Professor Shihab Shamma (ECE/ISR) is the principal investigator and Professor Carol Espy-Wilson (ECE/ISR) is the co-PI for a new three-year, $851K National Science Foundation Information and Intelligent Systems award, Neuromorphic and Data-Driven Speech Segregation.

Their research will investigate how the auditory cortex processes of the brain can be adapted, mimicked and applied to address the artificial intelligence (AI) signal processing challenge of robust perception in extremely noisy and cluttered environments. The neural representations of speech and music are of particular interest. The project will formulate algorithms inspired by the architecture of the brain to segregate and track targeted speakers or sound sources, test their performance, and relate them to state-of-the-art approaches that utilize deep artificial neural networks to accomplish these tasks.

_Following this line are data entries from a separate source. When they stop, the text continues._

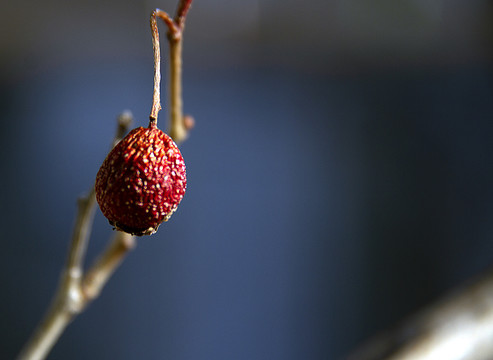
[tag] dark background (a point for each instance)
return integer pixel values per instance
(339, 175)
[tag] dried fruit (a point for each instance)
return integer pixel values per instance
(141, 181)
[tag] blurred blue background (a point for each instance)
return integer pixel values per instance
(339, 174)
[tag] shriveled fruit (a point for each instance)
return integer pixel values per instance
(141, 181)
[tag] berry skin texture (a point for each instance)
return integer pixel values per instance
(141, 181)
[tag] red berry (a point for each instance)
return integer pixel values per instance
(141, 181)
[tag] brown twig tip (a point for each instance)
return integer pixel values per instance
(188, 122)
(181, 11)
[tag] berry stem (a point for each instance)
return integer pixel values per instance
(75, 290)
(178, 123)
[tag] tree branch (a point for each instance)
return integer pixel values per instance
(70, 298)
(460, 327)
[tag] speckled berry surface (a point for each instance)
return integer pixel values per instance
(141, 181)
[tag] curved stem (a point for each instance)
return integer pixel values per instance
(156, 95)
(179, 125)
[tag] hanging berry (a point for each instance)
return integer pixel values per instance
(141, 181)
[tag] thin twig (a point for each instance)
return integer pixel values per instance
(460, 327)
(97, 276)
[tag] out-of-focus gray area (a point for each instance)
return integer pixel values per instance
(339, 174)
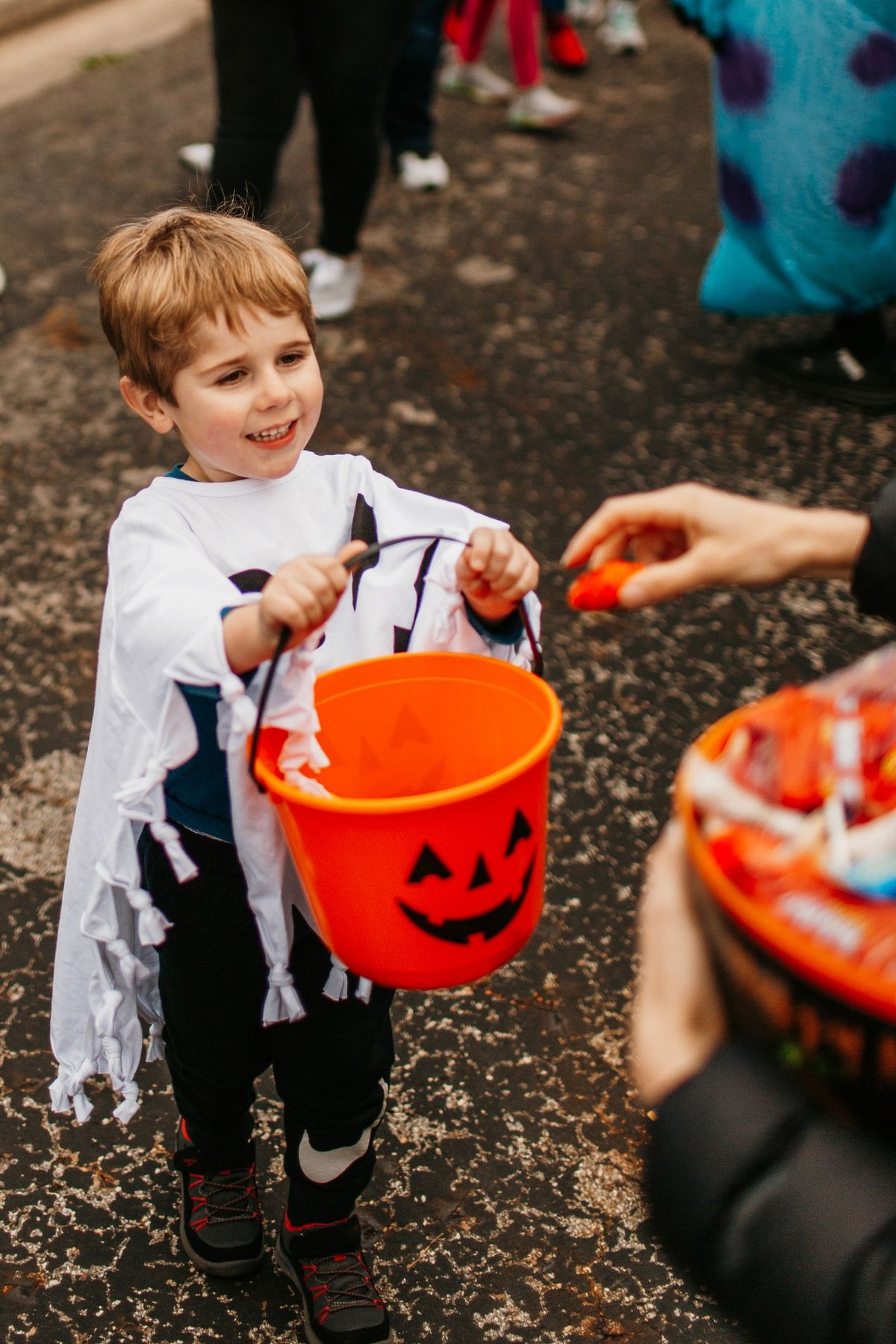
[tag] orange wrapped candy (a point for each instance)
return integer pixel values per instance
(598, 590)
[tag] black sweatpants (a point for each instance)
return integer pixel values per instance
(265, 54)
(331, 1069)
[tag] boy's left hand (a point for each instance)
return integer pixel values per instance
(494, 572)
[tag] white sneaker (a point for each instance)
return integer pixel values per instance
(539, 108)
(422, 173)
(198, 156)
(474, 81)
(585, 11)
(332, 282)
(621, 31)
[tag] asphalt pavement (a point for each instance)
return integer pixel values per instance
(527, 341)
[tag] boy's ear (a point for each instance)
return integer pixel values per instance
(148, 405)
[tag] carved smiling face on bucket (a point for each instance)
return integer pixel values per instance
(449, 889)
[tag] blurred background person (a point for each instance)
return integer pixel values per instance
(805, 107)
(341, 53)
(531, 104)
(408, 121)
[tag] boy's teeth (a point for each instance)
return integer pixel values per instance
(272, 433)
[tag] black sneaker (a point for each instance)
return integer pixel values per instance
(339, 1296)
(830, 368)
(220, 1216)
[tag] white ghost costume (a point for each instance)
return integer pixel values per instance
(172, 553)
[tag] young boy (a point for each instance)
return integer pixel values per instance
(179, 905)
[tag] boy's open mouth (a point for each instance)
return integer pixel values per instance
(276, 436)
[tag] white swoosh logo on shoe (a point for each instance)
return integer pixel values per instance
(326, 1165)
(850, 366)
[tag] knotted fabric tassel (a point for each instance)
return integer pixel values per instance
(129, 1103)
(336, 987)
(282, 1002)
(132, 968)
(69, 1091)
(168, 837)
(152, 925)
(156, 1047)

Human psychoacoustic and physiological experiments with these algorithms will be conducted to test the validity of these ideas for mimicking human abilities. This effort will spur the development of new neuromorphic computational tools modeled after the brain and its cognitive functions. In turn, these will provide a theoretical framework to guide future experiments into how complex cognitive functions originate and how they influence sensory perception and lead to robust behavioral performance.

The research will proceed along two tracks. The first attempts to borrow from existing neuromorphic approaches that rely on cortical representations to develop new embeddings within a deep neural networks (DNN) framework. This will endow the AI framework with brain-like robustness in challenging unanticipated environments. Three specific efforts here include: learning DNN embeddings using cortical representations of speech and music, exploring unsupervised clustering of cortical features using adversarial auto-encoders, and exploiting pitch and timbre representations to enhance segregation of sound.

The second research track borrows from the DNN approach to build performance and flexibility into neuromorphic algorithms. This will be attained by training on available databases. Two broad areas of studies are planned. One focuses on questions of neuromorphic implementations that benefit from DNN toolboxes and ideas, especially in segregation and reconstruction. The other focuses on investigating how autoencoders can be exploited to efficiently implement feature reduction and clustering.